Here are some early results from users who were allowed access
to test NERSC's IBM RS/6000 SP as part of the acceptance testing:
- Researchers at the National Center for Atmospheric Research
in Colorado ran the Parallel Climate Model (PCM), which simulates
interaction of the atmosphere, ocean and sea ice, to evaluate
changes in the earth's climate due to human activities, as compared/opposed
to natural climate variability. To do this, the group plans to
integrate climate data from several centuries, a process which
will require thousands of processing hours on the new computer.
- A scientist from Ames Laboratory in Iowa used the computer to
help answer a fundamental question in semiconductor surface research
-- how different materials behave on the surface of silicon. Calculations
performed on the supercomputer provided a detailed atomistic picture
which is difficult to obtain from experiments and complements
the experimental studies in obtaining a full understanding of
this fundamental question. The scientist noted that the Phase
I IBM SP ran the code 15 percent faster than NERSC's current Cray
T3E supercomputer, and NERSC's Phase II IBM will be more than
seven times faster than Phase I.
- Physicists at Argonne and Los Alamos national labs and the University
of Illinois, Urbana-Champaign, used the IBM SP to calculate the
properties of nuclei (up to 9 protons and neutrons) with realistic
interactions using quantum Monte Carlo techniques, which find
approximate solutions to problems by means of random sampling.
The method uses the best available models of two- and three-nucleon
interactions and gives results accurate to 1 percent for these
forces. Some of their new scientific results have already been
submitted for publication in a physics journal.
- Climate researchers at Oak Ridge National Laboratory have used
the IBM system to determine the best method of running a massively
parallel version of the Community Climate Model (CCM). The information
they compile will be used in designing future versions of the
CCM and other components of the DOE coupled climate models.
As part of the purchase contract, NERSC is working with IBM to
develop and implement improved ways to make large-scale systems
effective platforms for scientific discovery. One step is developing
computer-utilization benchmarks and methods to assess and improve
the effectiveness of the SP system in a production environment.

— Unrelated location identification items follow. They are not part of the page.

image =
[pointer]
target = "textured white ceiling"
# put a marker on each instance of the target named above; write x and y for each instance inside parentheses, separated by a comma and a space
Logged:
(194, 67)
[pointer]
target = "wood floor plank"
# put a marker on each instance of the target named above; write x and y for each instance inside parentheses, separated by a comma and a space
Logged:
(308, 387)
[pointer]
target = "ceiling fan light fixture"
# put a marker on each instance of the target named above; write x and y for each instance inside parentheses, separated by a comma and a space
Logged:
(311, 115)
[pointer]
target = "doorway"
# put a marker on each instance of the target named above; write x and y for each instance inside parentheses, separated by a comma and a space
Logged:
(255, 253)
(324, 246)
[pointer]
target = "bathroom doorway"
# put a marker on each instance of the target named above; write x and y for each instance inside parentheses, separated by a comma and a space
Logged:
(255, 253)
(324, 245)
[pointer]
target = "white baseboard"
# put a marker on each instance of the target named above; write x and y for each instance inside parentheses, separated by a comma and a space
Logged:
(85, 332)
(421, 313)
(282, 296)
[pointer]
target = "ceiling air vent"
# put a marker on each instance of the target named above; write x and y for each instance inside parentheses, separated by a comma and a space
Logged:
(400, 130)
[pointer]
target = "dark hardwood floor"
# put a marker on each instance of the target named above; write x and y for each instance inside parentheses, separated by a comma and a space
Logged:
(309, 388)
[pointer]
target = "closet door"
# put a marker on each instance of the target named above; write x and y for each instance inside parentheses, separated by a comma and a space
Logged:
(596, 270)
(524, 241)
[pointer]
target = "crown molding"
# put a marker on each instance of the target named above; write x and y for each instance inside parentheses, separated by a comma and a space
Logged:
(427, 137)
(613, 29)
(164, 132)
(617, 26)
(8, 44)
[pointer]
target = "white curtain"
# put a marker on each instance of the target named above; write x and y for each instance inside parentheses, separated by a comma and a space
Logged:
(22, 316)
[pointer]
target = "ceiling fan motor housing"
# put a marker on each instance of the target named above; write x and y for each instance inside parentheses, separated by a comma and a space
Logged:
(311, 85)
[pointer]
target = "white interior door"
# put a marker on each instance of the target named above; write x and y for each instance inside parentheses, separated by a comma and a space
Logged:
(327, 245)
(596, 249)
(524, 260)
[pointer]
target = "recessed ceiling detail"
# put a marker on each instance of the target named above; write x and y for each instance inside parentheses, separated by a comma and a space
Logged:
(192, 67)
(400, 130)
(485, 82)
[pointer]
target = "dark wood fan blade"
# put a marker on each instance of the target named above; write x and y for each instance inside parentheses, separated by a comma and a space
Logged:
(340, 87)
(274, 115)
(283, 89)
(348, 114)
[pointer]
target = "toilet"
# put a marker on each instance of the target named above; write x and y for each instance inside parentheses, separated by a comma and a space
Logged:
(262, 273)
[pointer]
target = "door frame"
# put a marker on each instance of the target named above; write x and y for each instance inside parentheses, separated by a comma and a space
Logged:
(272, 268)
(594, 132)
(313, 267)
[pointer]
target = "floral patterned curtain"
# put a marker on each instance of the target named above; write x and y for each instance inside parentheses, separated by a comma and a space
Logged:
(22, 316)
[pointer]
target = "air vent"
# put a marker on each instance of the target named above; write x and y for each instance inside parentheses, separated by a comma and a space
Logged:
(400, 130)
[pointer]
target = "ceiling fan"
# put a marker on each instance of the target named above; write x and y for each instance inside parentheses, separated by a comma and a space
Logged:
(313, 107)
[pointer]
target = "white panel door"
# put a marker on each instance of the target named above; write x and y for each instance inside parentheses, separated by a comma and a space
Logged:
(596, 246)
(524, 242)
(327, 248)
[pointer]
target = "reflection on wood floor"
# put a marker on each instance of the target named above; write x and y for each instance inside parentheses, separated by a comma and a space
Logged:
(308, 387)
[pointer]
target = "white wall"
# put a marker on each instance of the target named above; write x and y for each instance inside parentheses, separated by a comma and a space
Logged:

While the theoretical peak performance of supercomputers can be
amazingly fast, that capability does not always represent real-world
computing. To ensure that the new NERSC system is well suited to
the workaday world, NERSC and IBM developed an Effective System
Performance (ESP) benchmark for the new computer. This set of tests
will measure how well the SP delivers scientific work under a realistic
"Although some computing centers describe their system's performance
in terms of theoretical peak computing, we look at our systems in
terms of how much they can enhance our clients' ability to solve
large-scale scientific problems," said Bill Kramer, head of NERSC's
High Performance Computing Department and leader of the IBM procurement
effort. "That's the real measure of performance in our view."
During the acceptance period, NERSC and IBM worked to implement
new functionality that improves the performance of the system for
large-scale science in a way that will minimize the transition for
scientists to the Phase II system. For example, NERSC is using IBM's
new Global Parallel File System, GPFS, for all 10 terabytes of user
"NERSC is the first site to commit to use GPFS for all its data
and to such a scale," Kramer said. "By wisely introducing new technology
at this time, NERSC will provide higher performance overall, as
well as making the move to the full system easier for the user community.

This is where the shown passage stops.